Et lorsque l’Australie a annulé un accord de sous-marin avec la France à l’improviste pour acheter des Américains, la France dans un accès de rage a menacé de saboter la première réunion du Conseil du commerce et de la technologie UE-États-Unis avant de riposter contre Canberra en mettant le commerce UE-Australie pourparlers en veilleuse.
« Ceux qui croient qu’une politique commerciale est une politique internationale se trompent. Une politique commerciale est une politique intérieure », a déclaré Pascal Lamy, ancien commissaire européen au commerce.
Forteresse Europe
Pour le moment, les chances que Macron revienne à ses tendances libérales plus fortes ne semblent pas élevées.
Il n’aura peut-être pas à se présenter à nouveau aux élections, mais il a perdu sa majorité absolue au parlement, ce qui signifie qu’il lui sera difficile de faire adopter une législation controversée. Pendant ce temps, il se retrouve confronté à un ordre mondial post-pandémique qui a été bouleversé par la guerre en Ukraine et où l’Europe subit le poids économique de l’agression russe.
Le déficit commercial de la zone euro a atteint 51 milliards d’euros en août 2022, marquant le déficit le plus élevé enregistré depuis janvier 2015, un jalon sombre qui devrait aiguiser les esprits dans tout le bloc.
En réponse, la France a mené la charge contre la nouvelle dépendance énergétique de l’Europe vis-à-vis des États-Unis, le ministre français des Finances Bruno Le Maire accusant Washington de la flambée des prix du GNL et appelant l’UE à lutter contre « la domination économique américaine et l’affaiblissement de l’Europe ».
Le président français a aussi une raison plus proche de lui de signer un air plus protectionniste et parfois nationaliste : les ambitions présidentielles de Marine Le Pen.

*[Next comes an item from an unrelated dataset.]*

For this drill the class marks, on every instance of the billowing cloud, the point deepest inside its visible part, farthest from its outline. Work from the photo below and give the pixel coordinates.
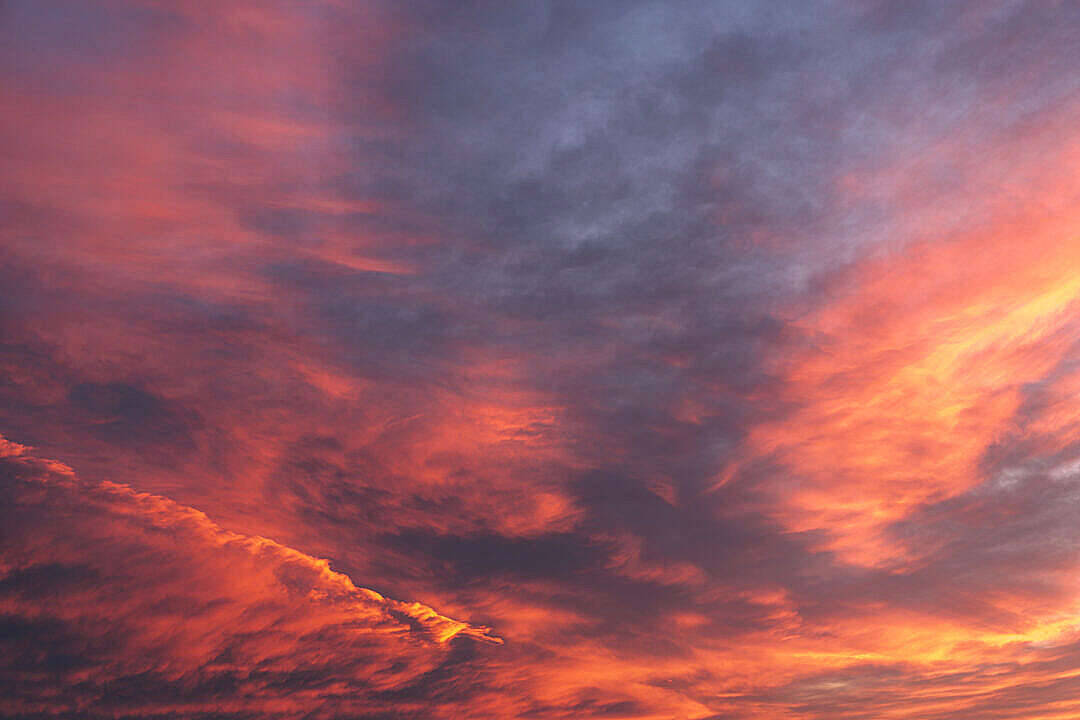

C’est une question d’héritage pour le président du second mandat – une rareté dans la politique française. Une prise de pouvoir par l’extrême droite après sa présidence serait un scénario cauchemardesque pour le libéral français.
« Cela va être très difficile pour tout le monde », a déclaré Gaspard Koenig, qui dirige le groupe de réflexion libéral GenerationLibre. « Macron n’a pas de troupes, son parti est une coquille vide, on ne sait pas qui va prendre sa place. Sera-ce quelqu’un avec une perspective libérale? Ou l’héritage de Macron sera-t-il un combat entre l’extrême droite et l’extrême gauche ?
De telles inquiétudes expliquent en grande partie pourquoi, dans une interview aux Echos dimanche, le président français a déclaré victoire – en tant que protectionniste.
« Cela fait cinq ans que je plaide en faveur de la souveraineté européenne », a-t-il déclaré. Et l’état d’esprit de beaucoup d’Européens est en train de changer… Il faut se réveiller, ni les Américains, ni les Chinois ne vont nous lâcher.
Les dirigeants de l’UE feraient bien d’attendre plus de ce Macron alors qu’ils continuent de lutter contre les crises qui frappent le continent.